Rabelais trône aussi dans la grande salle où la Dive Bacbuc, immense installation circulaire, illustre l’originalité de Garouste.
Cette toile tendue de 2,85 m de haut et 7,50 m de diamètre est peinte des deux côtés. Réalisée pour la première fois en 1998, porteuse de la référence savante à « Trinch », elle incite le regardeur à « boire et rechercher la vérité ». Devenu Panurge, il peut se laisser guider par la peinture. Cependant, il n’accède à l’œuvre que par des oculi, lui donnant une vision fragmentée. Pour le regardeur institué en voyeur, ce sont ces manques qui doivent lui permettre de mener sa quête. Pour l’artiste, si tout est art, l’entre-deux l’est aussi, ce dont le dispositif témoigne dans les faits.

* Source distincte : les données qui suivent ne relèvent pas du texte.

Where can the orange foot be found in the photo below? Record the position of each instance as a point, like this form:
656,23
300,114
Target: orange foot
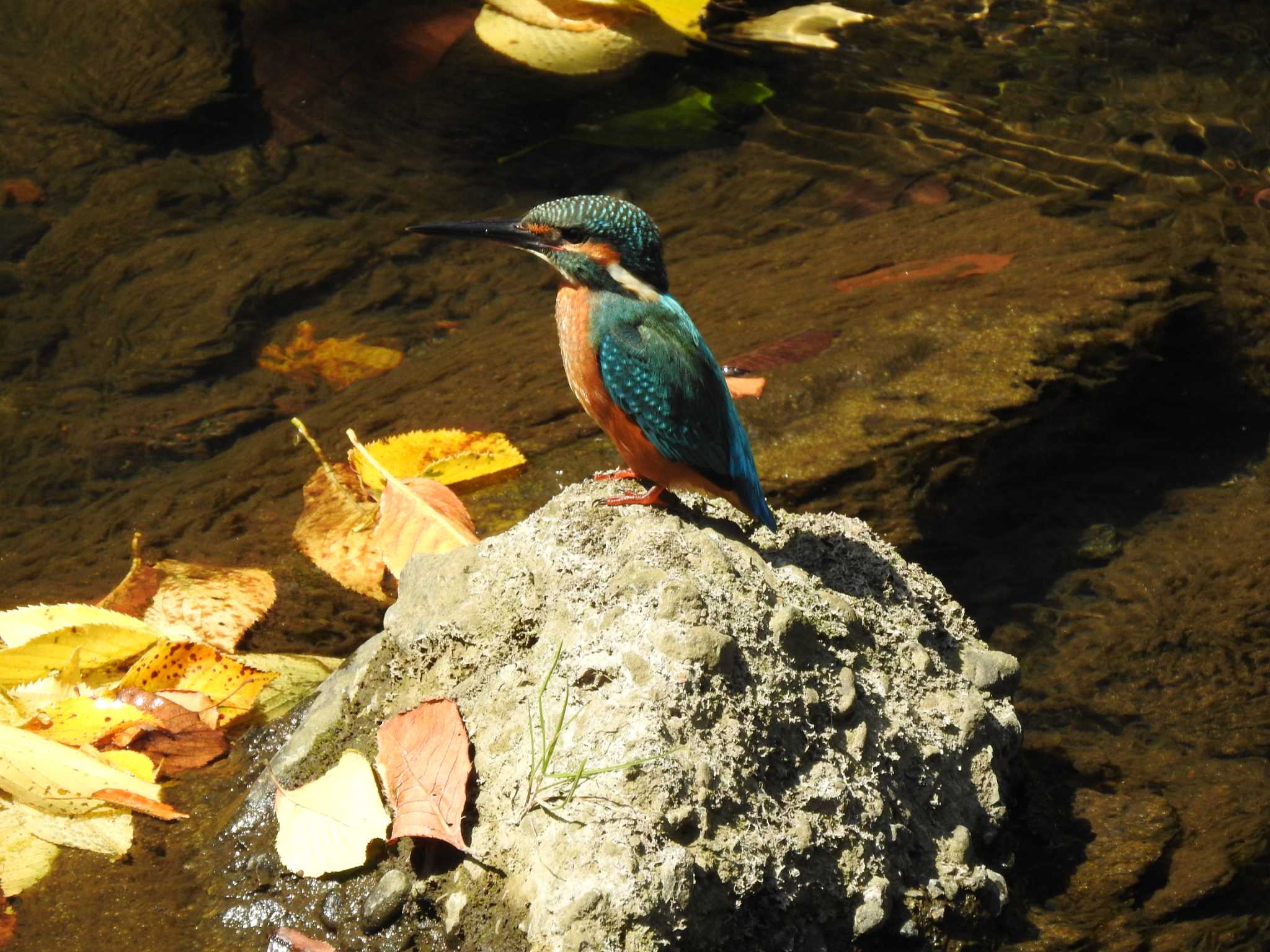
652,498
615,475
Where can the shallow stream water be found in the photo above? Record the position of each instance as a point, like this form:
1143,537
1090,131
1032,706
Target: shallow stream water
1038,230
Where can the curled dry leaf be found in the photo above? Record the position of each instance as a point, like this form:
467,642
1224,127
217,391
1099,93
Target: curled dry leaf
460,460
425,763
419,517
334,531
326,826
953,267
187,666
139,804
193,602
338,361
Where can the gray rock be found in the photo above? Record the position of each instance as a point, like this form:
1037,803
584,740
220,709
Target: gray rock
784,714
384,903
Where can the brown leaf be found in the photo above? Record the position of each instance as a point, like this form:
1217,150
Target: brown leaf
139,804
425,764
285,938
184,743
334,531
779,353
953,267
193,602
420,516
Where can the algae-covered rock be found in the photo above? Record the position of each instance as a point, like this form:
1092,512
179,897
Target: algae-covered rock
803,752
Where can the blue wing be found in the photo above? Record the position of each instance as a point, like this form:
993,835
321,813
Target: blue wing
659,371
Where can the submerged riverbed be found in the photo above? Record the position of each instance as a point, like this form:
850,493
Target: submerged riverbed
1038,231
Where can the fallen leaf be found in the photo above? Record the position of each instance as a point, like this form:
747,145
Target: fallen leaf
334,531
298,941
780,353
417,517
338,361
746,386
463,461
299,676
954,267
106,829
425,764
193,602
186,743
88,720
187,666
801,25
100,646
59,778
139,804
24,858
326,826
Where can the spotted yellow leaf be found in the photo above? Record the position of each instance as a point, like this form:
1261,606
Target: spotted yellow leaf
187,666
460,460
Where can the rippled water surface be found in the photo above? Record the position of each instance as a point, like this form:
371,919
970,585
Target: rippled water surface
1038,230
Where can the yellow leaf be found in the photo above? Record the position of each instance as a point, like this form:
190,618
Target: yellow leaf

Autour de ce monument se trouvent d’autres œuvres de Gérard dont les Indiennes inspirées de Dante et Virgile, puis, précédé de têtes modernistes suspendues à des arbres, un ensemble de dessins d’Elizabeth. Figures étranges, au dessin maîtrisé, les unités composant les sujets semblent tenir entre elles par le fil d’associations automatiques. L’inconscient guide peut-être la pensée globale de l’artiste, mais le spectateur pressent que le graphisme réalisé dans chaque sous-partie est en lui-même porteur d’expression. Il peut ainsi trouver certains points d’ancrage, piste d’un récit là aussi à construire.
Dans la dernière salle de l’étage, un arrangement de meubles d’Elizabeth Garouste, tout en patiente majesté, est environné des œuvres de son mari. Rétrospective efficace, des toiles des années 1998 répondent à celles de 2023, moins figuratives, plus colorées, où les corps dans leurs mouvements torturés deviennent lettrines. Il s’y trouve aussi le « théâtre de Don Quichotte » (2012) et un bronze représentant le personnage auquel l’artiste dit s’identifier, tout comme de grands dessins à la mine de plomb.

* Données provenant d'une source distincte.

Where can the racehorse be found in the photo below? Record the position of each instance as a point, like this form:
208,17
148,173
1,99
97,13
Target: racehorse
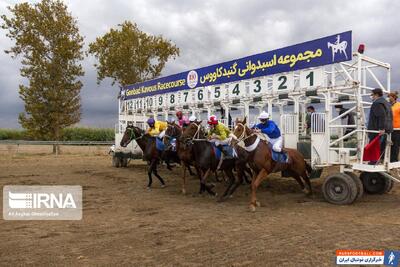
260,160
150,153
174,131
205,159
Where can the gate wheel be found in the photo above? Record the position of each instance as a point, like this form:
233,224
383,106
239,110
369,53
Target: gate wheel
116,161
124,162
357,180
339,189
375,183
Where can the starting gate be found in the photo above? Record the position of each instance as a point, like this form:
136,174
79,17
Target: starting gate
284,82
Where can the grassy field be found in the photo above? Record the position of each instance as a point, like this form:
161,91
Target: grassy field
69,134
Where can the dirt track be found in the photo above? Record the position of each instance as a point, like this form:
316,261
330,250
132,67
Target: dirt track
123,223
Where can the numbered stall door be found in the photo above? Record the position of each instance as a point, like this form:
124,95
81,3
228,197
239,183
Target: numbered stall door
217,93
201,95
161,101
186,97
139,104
172,100
130,106
237,90
312,78
258,86
150,103
283,82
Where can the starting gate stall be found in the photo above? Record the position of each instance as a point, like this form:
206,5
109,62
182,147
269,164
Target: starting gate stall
323,72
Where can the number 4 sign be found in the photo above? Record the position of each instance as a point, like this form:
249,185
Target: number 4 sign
311,78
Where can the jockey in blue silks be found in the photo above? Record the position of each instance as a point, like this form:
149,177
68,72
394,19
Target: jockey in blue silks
271,130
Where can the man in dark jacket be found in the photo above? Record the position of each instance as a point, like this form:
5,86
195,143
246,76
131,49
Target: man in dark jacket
349,116
380,117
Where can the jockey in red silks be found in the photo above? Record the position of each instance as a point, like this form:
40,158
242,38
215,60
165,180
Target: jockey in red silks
183,121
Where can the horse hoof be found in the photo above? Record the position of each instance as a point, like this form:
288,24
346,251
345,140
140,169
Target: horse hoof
252,208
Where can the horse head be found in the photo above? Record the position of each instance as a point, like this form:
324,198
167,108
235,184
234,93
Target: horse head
173,131
131,133
193,130
239,132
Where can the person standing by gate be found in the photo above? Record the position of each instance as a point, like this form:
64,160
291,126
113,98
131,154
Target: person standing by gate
310,111
182,120
394,151
380,118
349,116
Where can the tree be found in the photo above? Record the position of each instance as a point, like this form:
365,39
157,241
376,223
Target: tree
128,55
47,37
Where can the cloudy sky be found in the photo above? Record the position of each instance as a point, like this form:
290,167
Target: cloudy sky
209,32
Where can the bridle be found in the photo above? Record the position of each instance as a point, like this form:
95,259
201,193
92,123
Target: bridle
244,135
168,138
132,135
196,135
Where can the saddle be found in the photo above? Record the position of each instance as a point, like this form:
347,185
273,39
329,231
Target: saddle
160,144
226,150
279,157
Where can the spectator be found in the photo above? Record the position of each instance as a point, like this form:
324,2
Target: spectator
349,116
310,110
380,117
394,151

Enfin, les productions des enfants de la Source et de leurs 13 accompagnateurs artistes sont regroupées sur tout le deuxième étage. Le spectateur est appelé à voir en même temps le travail réalisé par les jeunes et quelques productions personnelles de leurs accompagnateurs. Ainsi par exemple, les sculptures des animaux totémiques réalisées sous l’égide d’Aurélien Boiffier répondent à ses dessins animaliers. C’est aussi à ce dernier étage que deux vidéos sont projetées. Dans la première, Elizabeth et Gérard Garouste nous font part de leur aventure artistique, sur fond d’amour non négociable, tandis qu’une seconde vidéo présente l’association la Source fondée sur l’art en tant que ressource inaliénable à transmettre.
L’exposition se poursuit à la Villa Les Roches Brunes.